Foi rápido a Francisco atingir o mar alto. O mar era como um lago. O horizonte sem nuvens. O Sol prometia ventura.

Lançou a rede onde a sua esperança e experiência lhe dizia haver muito peixe.

Logo no primeiro lanço sentiu a rede muito pesada. Cheio de euforia recolheu-a. Havia recolhido mais peixe em duas horas que em dias inteiros anteriores. Tanto peixe vendido já dava para a consoada da família. E sobretudo para a prenda do António. Havia de dizer-lhe o mesmo de Natais passados. Que o menino Jesus levara ao barco uma prenda. Só para ele. Aquela mesmo que havia pedido.

Regressou rápido. Pouco passava do meio dia. Iria à lota entregar o peixe que pescara.

O dinheiro que sobrasse daria ainda para comprar uns grandes brincos para a sua Vitória.

A lota estava fechada. Era dia de limpeza geral. Então ele não se lembrava que era véspera de Natal? E que no dia seguinte a lota estava fechada? E que ainda havia pelo meio o Sábado e o Domingo? Em quatro dias o peixe iria estragar-se todo.

E os brincos para a sua Vitória? E a consoada? E a prenda para o António?

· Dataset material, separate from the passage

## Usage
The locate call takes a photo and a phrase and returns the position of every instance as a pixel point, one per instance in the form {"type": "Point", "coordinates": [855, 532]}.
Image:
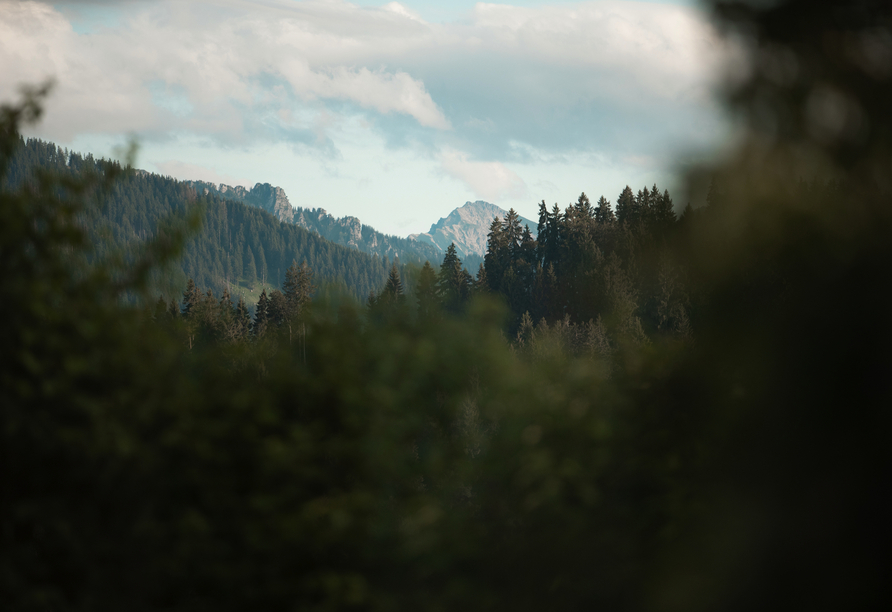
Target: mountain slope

Foi o António que me contou esta história. Era véspera de Natal. Tenho a certeza que tinha mais de setenta anos. Contava-a em todas as vésperas de Natal. Contava-a desde esse dia em que o menino Jesus deixou de levar a sua prenda ao barco do pai.

O seu olhar estava cheio de tristeza. O meu coração também.